Because I hate godaddy, I'm recently putting some effort to transition domain registrars & dns service away from them.  Recently (within the last 2 weeks) I'm transitioning to namecheap.

Namecheap offers a free DNS service (you don't even need to register your domain with them) they call FreeDNS.  They say they're convinced, it's worthwhile for them to give away free DNS, because when you love that service, you'll start using them for domain registration and other services too.  (Worked for me.)  They boast a 100% sla, but I noticed they have 5-way redundant NS servers (, ...  But I'm not entirely sure that should count as a 100% SLA...  Haven't looked into the details of time delay of DNS resolution in events where the first listed NS fails to respond, etc.

The service they offer is pretty full-featured.  Not the same as you can get by hosting your own, but good enough for most purposes.

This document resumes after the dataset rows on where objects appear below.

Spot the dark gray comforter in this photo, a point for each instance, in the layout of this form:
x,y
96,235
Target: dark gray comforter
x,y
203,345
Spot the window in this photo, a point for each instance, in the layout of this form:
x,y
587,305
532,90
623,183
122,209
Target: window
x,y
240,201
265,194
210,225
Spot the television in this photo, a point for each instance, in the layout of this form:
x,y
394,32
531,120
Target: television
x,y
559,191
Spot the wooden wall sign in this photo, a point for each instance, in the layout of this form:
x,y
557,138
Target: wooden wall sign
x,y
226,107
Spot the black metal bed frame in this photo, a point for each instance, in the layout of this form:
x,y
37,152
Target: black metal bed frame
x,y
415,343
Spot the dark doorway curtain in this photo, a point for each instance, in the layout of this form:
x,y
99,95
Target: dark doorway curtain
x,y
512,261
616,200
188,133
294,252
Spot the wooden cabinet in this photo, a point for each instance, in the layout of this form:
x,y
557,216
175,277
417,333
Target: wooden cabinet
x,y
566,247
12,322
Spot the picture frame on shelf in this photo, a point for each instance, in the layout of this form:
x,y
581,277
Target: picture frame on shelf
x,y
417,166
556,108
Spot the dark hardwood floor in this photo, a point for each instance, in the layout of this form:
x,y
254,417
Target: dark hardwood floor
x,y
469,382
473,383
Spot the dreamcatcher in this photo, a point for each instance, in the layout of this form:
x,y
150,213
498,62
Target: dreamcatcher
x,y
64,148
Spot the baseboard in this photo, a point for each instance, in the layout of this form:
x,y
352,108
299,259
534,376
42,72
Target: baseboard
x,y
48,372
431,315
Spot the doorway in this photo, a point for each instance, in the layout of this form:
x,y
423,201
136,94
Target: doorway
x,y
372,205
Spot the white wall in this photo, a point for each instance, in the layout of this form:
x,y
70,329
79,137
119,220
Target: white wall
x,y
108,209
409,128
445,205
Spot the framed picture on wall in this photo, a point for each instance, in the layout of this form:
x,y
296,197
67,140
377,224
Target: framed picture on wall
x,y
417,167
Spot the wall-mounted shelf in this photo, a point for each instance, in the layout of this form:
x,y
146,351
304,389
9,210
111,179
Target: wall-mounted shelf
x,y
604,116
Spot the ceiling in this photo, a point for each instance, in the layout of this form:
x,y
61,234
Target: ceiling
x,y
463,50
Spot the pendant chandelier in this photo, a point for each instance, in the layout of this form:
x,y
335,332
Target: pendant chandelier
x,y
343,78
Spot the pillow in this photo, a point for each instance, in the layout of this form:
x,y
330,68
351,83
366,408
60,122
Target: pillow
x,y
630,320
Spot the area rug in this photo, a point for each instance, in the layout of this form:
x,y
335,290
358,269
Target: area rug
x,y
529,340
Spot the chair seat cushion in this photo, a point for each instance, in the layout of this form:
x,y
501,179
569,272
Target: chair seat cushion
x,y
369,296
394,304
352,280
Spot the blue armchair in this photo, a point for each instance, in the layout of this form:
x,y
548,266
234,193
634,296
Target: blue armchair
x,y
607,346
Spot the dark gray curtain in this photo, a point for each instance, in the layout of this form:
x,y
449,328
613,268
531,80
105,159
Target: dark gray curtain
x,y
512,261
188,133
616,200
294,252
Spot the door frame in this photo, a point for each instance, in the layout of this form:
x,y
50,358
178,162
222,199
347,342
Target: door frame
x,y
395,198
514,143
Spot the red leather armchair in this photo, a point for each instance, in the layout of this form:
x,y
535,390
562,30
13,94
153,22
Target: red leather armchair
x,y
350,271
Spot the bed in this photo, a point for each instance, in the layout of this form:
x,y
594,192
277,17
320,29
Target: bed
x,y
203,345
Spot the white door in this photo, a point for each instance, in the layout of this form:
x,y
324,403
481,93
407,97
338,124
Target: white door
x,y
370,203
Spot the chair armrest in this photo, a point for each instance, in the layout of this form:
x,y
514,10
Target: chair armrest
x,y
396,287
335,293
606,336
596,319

Like I said, I'm new to using them, but so far I really like.

(Side note)
My motivation to switch was this:  I have several companies and personal domains registered and DNS hosted with godaddy.  Besides the visual assault of advertisements and other BS, I was offended during my recent renewal, because I noticed that they charged different prices for me at different companies.  When I called them they said the TLD determines the price, so .com's are different from .net's etc.  I said I know that, but I have here, a .com that I just renewed for $9.99, and now I'm looking at another .com renewal which is $14.99.  I have a receipt for a renewal, where one .com is $10.99, and another .com on the same receipt is $16.99.  They told me basically "that's just the way the TLD is."  I don't believe it.  I think they calculate what they can get away with, and basically try to gouge you when they can.  This seems to be confirmed by namecheap, where everything is $9.69 (beats the best price of godaddy) and doesn't vary according to different domain names.

Even more:  Godaddy private registration is like $11 per year including the first year.  Namecheap gives away WhoIsGuard for free in the first year, and $2.50 per year after.  So for now, I'm on the happy path of "Good riddance, Godaddy."